Across the 5,000 AI-assigned snippets, 17% contained semantic inaccuracies that only manifested at runtime. These hallucinations triggered hard failures equivalent to 0.32 incidents per team per week. When a generated file referenced a non-existent module, the runtime exception took an average of five seconds to surface, adding an 11% friction cost over a two-hour sprint.

To combat this, we added a context hook that fetched the current repository state before committing any AI suggestion. The hook reduced hallucination rates by 27%, but it introduced a tokenization overhead of 19% because the model had to process a larger prompt. The net benefit was marginal, as the extra processing time ate into the time saved by the AI.

The lesson here is that hallucination is not a rare edge case; it is a systematic risk that erodes the perceived speed gains of code completion tools. Each false path forces a developer to pause, reproduce, and then correct, turning what should be a single line change into a multi-step debugging session.

Developer Productivity: Misaligned Metrics in the Experiment

Traditional productivity metrics such as lines-of-code per hour become misleading when AI is in the mix. Each lint-stair error reduced the effective line count by roughly 5%, while the functional payload of the code remained unchanged. In other words, more lines did not translate to more value.

To get a clearer picture I built a “productivity caloric accounting” model. The model assigns a CPU cost to every AI suggestion and a human cognitive minute cost to each manual refinement. Summing those costs revealed a hidden overhead of 26% on the original sprint timeline.

A longitudinal survey of 120 developers, conducted after the experiment, showed that 67% perceived AI assistance as a hindrance to flow. Respondents cited cognitive splintering - having to switch between thinking about the problem and evaluating the AI output - and insecure snippets as the top factors. The survey also uncovered that prompt selection alone consumed 4.5% of task time, outpacing the actual code generation time of 1.3%.

These findings suggest that the promised boost in velocity is offset by the mental bookkeeping required to keep AI contributions safe and aligned with project standards.

Software Development Time: How AI Adds Loops, Not Speed

When I measured end-to-end sprint completion, the baseline four-feature sprint took an average of 10.2 working days. Introducing AI code completion and the subsequent lint-sync steps extended the sprint to 12.5 days, a 22.5% elongation. The extra time was almost entirely attributable to debugging stubs and security reviews.

The table below summarizes the key performance differences between the baseline and AI-enhanced workflows:

These numbers reinforce the core argument: AI code completion adds loops of verification, testing, and security checks that outweigh any raw speed advantage the model might provide.

Frequently Asked Questions

Q: Does AI code completion always speed up development?

A: In practice, AI code completion can introduce extra steps such as linting, security reviews, and debugging, which often offset any raw speed gains.

Q: What are the main hidden costs of using AI-generated code?

A: Hidden costs include additional mental effort to refine suggestions, increased linting failures, false positive warnings, and the need for extra security audits.

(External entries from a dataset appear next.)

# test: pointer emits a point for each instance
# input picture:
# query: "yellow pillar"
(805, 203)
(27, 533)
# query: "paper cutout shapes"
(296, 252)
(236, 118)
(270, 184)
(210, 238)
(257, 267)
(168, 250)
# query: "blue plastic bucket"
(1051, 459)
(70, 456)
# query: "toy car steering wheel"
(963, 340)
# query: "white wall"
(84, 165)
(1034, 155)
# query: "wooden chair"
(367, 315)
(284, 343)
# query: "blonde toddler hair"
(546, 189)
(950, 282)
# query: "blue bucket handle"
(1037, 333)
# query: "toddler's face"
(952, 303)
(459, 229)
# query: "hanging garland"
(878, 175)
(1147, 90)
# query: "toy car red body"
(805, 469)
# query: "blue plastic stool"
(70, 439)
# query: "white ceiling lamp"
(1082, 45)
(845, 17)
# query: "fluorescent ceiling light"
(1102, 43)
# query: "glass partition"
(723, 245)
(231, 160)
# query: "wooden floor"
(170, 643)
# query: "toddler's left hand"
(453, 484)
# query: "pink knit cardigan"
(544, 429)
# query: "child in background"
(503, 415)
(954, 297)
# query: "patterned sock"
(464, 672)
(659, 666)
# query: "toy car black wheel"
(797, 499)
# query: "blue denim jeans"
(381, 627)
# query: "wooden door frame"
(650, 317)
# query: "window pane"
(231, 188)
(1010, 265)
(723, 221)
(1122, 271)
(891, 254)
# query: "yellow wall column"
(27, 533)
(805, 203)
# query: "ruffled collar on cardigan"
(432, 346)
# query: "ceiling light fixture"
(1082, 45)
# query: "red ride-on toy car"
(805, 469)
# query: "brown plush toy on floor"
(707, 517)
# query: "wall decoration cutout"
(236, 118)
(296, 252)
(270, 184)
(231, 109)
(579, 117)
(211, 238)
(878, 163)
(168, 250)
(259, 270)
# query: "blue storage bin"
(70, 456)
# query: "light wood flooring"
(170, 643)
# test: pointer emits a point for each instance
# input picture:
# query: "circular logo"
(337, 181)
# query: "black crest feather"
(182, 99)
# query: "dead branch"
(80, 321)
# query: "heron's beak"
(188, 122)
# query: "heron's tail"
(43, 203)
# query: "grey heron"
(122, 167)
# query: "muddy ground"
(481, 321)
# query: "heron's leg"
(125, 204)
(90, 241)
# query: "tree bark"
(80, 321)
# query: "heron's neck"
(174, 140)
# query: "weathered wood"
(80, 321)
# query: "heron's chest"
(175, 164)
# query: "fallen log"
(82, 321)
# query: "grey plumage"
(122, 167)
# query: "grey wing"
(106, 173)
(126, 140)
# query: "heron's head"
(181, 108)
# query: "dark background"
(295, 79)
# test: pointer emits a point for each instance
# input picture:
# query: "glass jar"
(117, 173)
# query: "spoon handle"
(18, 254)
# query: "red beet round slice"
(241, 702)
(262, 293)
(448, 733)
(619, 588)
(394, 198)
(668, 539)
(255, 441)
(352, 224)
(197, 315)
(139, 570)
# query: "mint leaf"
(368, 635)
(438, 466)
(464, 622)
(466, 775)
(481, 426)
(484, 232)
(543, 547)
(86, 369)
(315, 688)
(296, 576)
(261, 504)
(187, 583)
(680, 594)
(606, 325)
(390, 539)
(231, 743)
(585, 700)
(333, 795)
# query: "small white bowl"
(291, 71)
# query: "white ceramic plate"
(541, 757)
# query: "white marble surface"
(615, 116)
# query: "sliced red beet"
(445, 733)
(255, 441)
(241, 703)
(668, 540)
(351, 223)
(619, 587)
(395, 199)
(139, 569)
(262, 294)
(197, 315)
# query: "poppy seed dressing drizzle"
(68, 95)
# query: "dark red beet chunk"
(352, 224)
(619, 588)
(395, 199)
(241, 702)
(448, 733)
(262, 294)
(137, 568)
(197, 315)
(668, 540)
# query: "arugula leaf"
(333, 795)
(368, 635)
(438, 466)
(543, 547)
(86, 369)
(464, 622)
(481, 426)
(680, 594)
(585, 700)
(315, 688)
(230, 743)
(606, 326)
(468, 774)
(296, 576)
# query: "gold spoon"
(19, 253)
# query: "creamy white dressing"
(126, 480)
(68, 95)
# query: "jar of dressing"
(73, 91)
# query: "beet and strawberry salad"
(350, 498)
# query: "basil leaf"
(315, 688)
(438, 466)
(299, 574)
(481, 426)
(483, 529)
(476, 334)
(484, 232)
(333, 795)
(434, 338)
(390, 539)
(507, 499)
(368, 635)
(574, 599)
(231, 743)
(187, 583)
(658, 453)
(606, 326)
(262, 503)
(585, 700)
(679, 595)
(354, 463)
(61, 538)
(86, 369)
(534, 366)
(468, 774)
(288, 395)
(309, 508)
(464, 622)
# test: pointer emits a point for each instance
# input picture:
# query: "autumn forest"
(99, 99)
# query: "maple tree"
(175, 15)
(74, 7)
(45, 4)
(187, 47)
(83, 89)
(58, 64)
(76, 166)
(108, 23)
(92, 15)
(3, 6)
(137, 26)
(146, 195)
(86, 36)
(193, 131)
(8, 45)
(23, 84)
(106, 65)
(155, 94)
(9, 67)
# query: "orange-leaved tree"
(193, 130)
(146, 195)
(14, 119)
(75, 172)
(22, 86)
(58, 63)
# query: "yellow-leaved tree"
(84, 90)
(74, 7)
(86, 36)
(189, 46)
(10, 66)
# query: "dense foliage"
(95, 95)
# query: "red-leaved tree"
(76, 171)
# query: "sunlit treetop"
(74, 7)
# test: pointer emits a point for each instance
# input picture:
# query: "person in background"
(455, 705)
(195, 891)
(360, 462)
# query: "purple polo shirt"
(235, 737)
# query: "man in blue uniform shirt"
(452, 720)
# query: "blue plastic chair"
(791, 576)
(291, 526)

Q: How often do AI models produce hallucinated code?

A: In the study, 17% of AI-generated snippets contained semantic errors that only appeared at runtime, leading to hard failures.

Q: Should teams rely on AI for production-grade code?

A: Teams should treat AI suggestions as drafts that require thorough review, testing, and security verification before they become production-grade.

Q: What alternative approaches improve developer productivity without AI?

A: Investing in robust CI/CD pipelines, clear coding standards, and targeted training for developers often yields higher productivity gains than relying on AI code completion.